Plutôt que d'individualiser et de pathologiser nos problèmes, nous les reconnaissons comme faisant partie d'un système patriarcal », écrit Louise Russell dans son article Feminism Over Psychotherapy: The Story of a Woman.

Le culte de la rationalité et de l'hystérie comme combat

Au début du vingtième siècle, l'une des principales composantes de la lutte pour les droits des femmes était un appel à la rationalité: les femmes sont aussi rationnelles que les hommes, ce qui signifie qu'elles méritent le même ensemble de droits. "Nos demandes sont raisonnables, nous sommes raisonnables, nous demandons juste l'égalité, écoutez-nous", ont répété les suffragettes. Le motif justificatif qui caractérisait le féminisme d'hier et d'aujourd'hui (quoique dans une moindre mesure) est toujours fort. Indicatif est un extrait d'un discours de la suffragette Emmeline Pankhurst le 14 février 1913: « Je veux que vous voyiez [notre protestation] non pas comme des actions isolées de femmes hystériques, mais comme un plan bien pensé avec des intentions et des objectifs précis.."Les associations avec des "femmes hystériques" sont quelque chose que les suffragettes ont essayé d'éviter avec diligence.

Sans surprise, les gros titres des journaux et les affiches de la campagne anti-féodale regorgeaient de comparaisons entre des femmes en difficulté et des patients hospitalisés émotionnellement instables. Voici le titre du Tampa Daily Times de 1912: « Des femmes enthousiastes rejoignent le mouvement [suffrage] ». Vient ensuite le texte: « La campagne pour le droit de vote des femmes par des militantes suffragistes s'est littéralement transformée en une épidémie d'hystérie. Les accusations de folie contre les féministes sont aujourd'hui largement répandues: il suffit d'aller sur YouTube pour voir des dizaines de vidéos intitulées "Crazy feminists" ou "Feminist goes crazy".

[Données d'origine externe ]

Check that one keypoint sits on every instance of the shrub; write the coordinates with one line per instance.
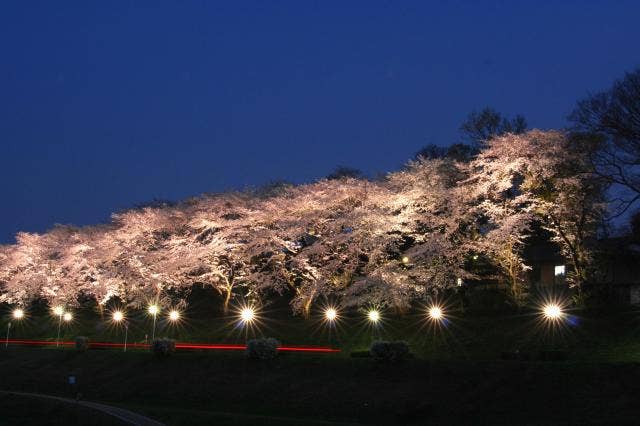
(163, 347)
(389, 351)
(262, 348)
(82, 343)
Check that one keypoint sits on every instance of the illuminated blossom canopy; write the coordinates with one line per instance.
(387, 242)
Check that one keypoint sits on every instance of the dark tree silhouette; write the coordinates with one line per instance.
(614, 115)
(458, 152)
(482, 126)
(343, 172)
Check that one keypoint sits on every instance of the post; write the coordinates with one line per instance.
(59, 325)
(153, 334)
(6, 343)
(126, 332)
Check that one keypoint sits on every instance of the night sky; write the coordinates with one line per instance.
(104, 105)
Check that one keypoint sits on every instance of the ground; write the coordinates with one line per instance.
(457, 377)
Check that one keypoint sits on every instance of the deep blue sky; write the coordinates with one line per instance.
(107, 104)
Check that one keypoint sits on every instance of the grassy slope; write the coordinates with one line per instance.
(609, 336)
(183, 388)
(457, 377)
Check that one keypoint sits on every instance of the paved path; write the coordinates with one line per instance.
(126, 416)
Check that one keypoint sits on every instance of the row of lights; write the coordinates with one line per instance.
(551, 312)
(247, 315)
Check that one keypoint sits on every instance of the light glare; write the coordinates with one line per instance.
(552, 311)
(330, 314)
(435, 313)
(247, 315)
(174, 315)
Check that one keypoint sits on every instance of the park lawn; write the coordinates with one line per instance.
(200, 387)
(612, 336)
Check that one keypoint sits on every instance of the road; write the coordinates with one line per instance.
(126, 416)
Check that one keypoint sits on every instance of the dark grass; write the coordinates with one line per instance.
(457, 376)
(586, 335)
(194, 388)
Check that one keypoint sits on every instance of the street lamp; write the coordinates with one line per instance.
(153, 310)
(174, 315)
(552, 312)
(59, 312)
(373, 316)
(17, 315)
(118, 317)
(331, 315)
(435, 313)
(247, 315)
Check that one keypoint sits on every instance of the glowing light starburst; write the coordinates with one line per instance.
(330, 314)
(435, 313)
(153, 310)
(117, 316)
(174, 315)
(247, 315)
(552, 312)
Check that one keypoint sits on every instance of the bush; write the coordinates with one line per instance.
(262, 348)
(163, 347)
(389, 351)
(82, 343)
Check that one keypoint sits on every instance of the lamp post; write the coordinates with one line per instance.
(118, 317)
(174, 316)
(153, 310)
(374, 317)
(330, 316)
(17, 315)
(59, 311)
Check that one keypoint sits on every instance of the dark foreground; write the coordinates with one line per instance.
(224, 388)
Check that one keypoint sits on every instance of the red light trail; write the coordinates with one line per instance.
(187, 346)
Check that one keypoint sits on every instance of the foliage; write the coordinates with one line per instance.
(615, 115)
(488, 123)
(263, 349)
(389, 351)
(390, 242)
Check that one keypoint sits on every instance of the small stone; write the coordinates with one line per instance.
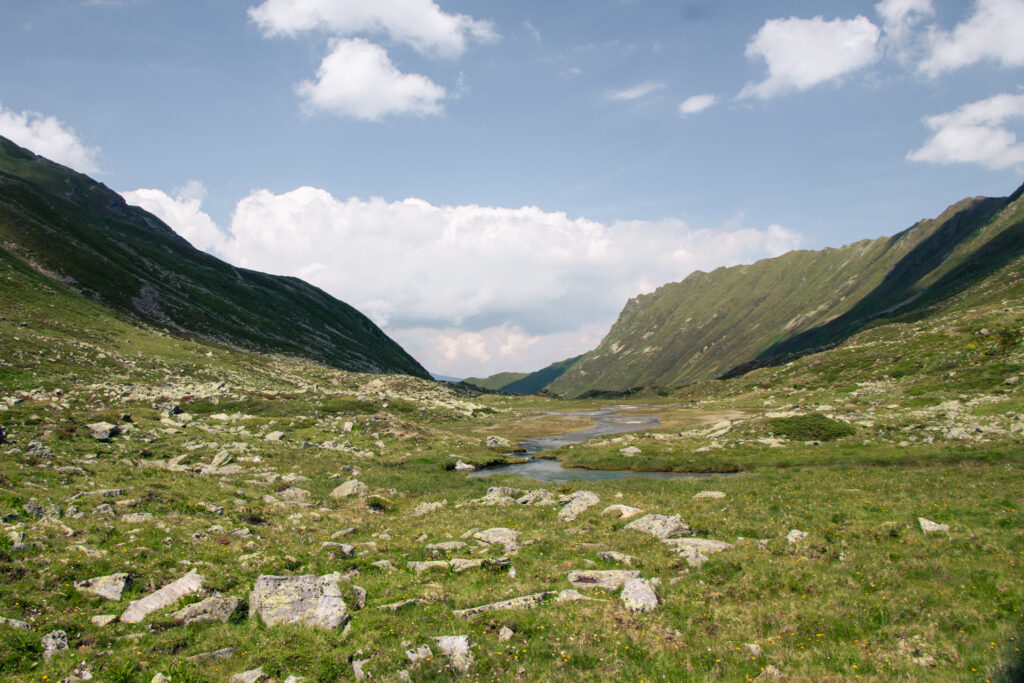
(639, 596)
(928, 526)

Aujourd'hui, de nombreuses femmes ne tombent pas dans le piège de l'« excuse » lorsqu'il s'agit d'attaquer leur apparence et leur état matrimonial. Cependant, les accusations d'"hystérie" se heurtent toujours à des rebuffades, le discours sur le concept de rebranding (l'appropriation d'un groupe discriminé du mot qui sert à le stigmatiser. - Env. T&P) revient rarement. En Occident, Serena Williams a fait un pas certain pour cela. Dans la publicité Dream Crazier de Nike sur les femmes dans le sport, elle a proposé le slogan: « Ils vous appellent folle ? Laisser aller. Montrez-leur de quoi ce cinglé est capable. »

Cependant, dans les textes académiques, la conversation sur la publicité de "l'hystérie" dure depuis longtemps. En 2002, Juliet Mitchell a publié Mad Men and Medusas: Reclaiming Hysteria. Lorsqu'on lui a demandé ce qui l'avait inspirée à écrire le livre, elle a répondu: « Juste au moment où je terminais un travail sur la psychanalyse et le féminisme, un intérêt pour les femmes hystériques en tant que proto-féministes émergeait. Le cas de Dora tiré de la pratique de Freud a été filmé et adapté pour la production théâtrale et analysé à plusieurs reprises. L'intérêt était énorme."

Comme l'écrit Esther Hutfless dans Dora, Hysteria and Gender: « L'hystérique était et est toujours l'héroïne de la contestation des femmes. Elle résiste aux normes sexuelles, trouve un moyen de s'exprimer lorsque le patriarcat la ferme, protège la sexualité féminine de la suppression et de la destruction. L'hystérie représente une femme dans toute sa force, fait d'elle un élément d'angoisse."

Beaucoup de choses ont changé depuis l'époque des suffragettes. La rationalité a été critiquée à plusieurs reprises par des représentants de l'École de Francfort et des penseurs féministes. Le « féminin » commence à être perçu comme quelque chose qui devrait être reconnu et noté pour son unicité, et non pour sa conformité aux idéaux « masculins » de rationalité. Si auparavant les femmes étaient encouragées à se comporter comme un groupe dominant (à être intrépides, fermes, confiantes dans leurs actions, assertives), il existe maintenant des articles comme « Les femmes n'ont pas besoin de s'excuser moins - les hommes doivent s'excuser davantage », où le idée que le comportement « féminin » peut devenir une nouvelle référence.